WHAT OTHER SAY : Politicians now live and die by crowd size

What you need to know:

  • Today we are not so much interested in who won the fight, as in why crowd sizes in politics – especially elections – are becoming increasingly important almost everywhere in the world.

In the latest few days, we have seen a big battle of the crowds between Kenya’s ruling Jubilee Party and the opposition CORD at various events.

Today we are not so much interested in who won the fight, as in why crowd sizes in politics – especially elections – are becoming increasingly important almost everywhere in the world.

In the US in this year’s election the Republican party candidate, that strange man Donald Trump, has made the size of his crowds a big issue, bragging about and tweeting photos of them every other day. The world truly is one – the US election this year is heartwarmingly African in every way. They are truly our people, those Americans.

So why are crowds at rallies so important? After all, we know that crowds don’t win elections.

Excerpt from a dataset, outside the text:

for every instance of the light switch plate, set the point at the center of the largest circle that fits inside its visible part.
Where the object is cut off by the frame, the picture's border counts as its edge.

In Uganda in February, crowd size was a big issue in the election clash between President Yoweri Museveni and his long-term rival Kizza Besigye.

Things go so thick, the Museveni campaign deployed drones to photograph his crowds with fisheye lenses to create a bigger illusion of size. When a TV station refused to use the video, it got a rap around its ears.

In the end, Besigye, won the battle of the crowds, but lost the count. The outcome, some claim, was determined by the size of the fingers of those who counted the votes.

That said, crowd size is the in thing. Last year the Tanzanians got very excited when the opposition Chadema candidate Edward Lowassa started off with a massive rally.

In the end, like in Uganda, the ruling CCM and John Magufuli won by a small margin. In Tanzania too, we had accusations that despite the opposition crowds, when everyone had gone home, it was those who counted the votes that determined the winner.

Something is going on here though. With shortened attention spans, and ever-growing social media, candidates no longer have audiences’ attention all day.

The most effective campaign messages are tweet-and-Instagram size. A pithy 140 characters, and a catchy photograph. When it comes to rallies, unless a fight breaks out, the best visual is the crowd size.

Those are the ones that catch the attention of netizens, then they will retweet, make memes, and give them wings. The photographs of a candidate planting trees or handing over boreholes are too boring these days. Those are for when he or she has won and become president, and they are trying to show they are doing great things for ordinary people.

Secondly, a candidate who is planning to steal votes desperately needs large crowds. You can’t be pulling only 100 people at your rallies and convince anyone, even your favourite aunt, that you miraculously went on to turn the tables and emerge victorious.

Your crowd size needs to be at a level that validates the number of votes the electoral commission allocates you.

The reverse is also true. If you are in the opposition, and you suspect that the incumbent is planning to fiddle the vote, and you have intentions of challenging the theft in court, you better have big crowds.

There will be many sympathetic ears when you argue that not all crowds stayed home or, as happens in countries like Congo (Brazzaville) or Equatorial Guinea, they all crossed over on the last day and voted for the Big Man.

Besides, it turns out that evolutionary science also has a good explanation for why candidates must focus on crowd size.

The other day I listened to a programme on BBC where a wise man was talking about it. He said that we follow crazes because it was the way our primordial societies survived.

Those days, of course, who couldn’t order pizza to be brought to the house, and the water and electricity didn’t find you at home. We were foraging, and hadn’t learnt to farm.

And if you too slept deeply, a wild animal would creep into the cave and pull you away for its late dinner. It was nearly impossible to survive alone.

And we were nomadic. When it became cold, there was no heating or sweaters. You moved to a warm place. Therefore, the good man said, we developed a deep fear of “being left behind by the tribe”.

Today, if there is a rally in your small town, it’s a safe bet that most people will be drawn to the bigger one. These days they call it FOMO (fear of missing out).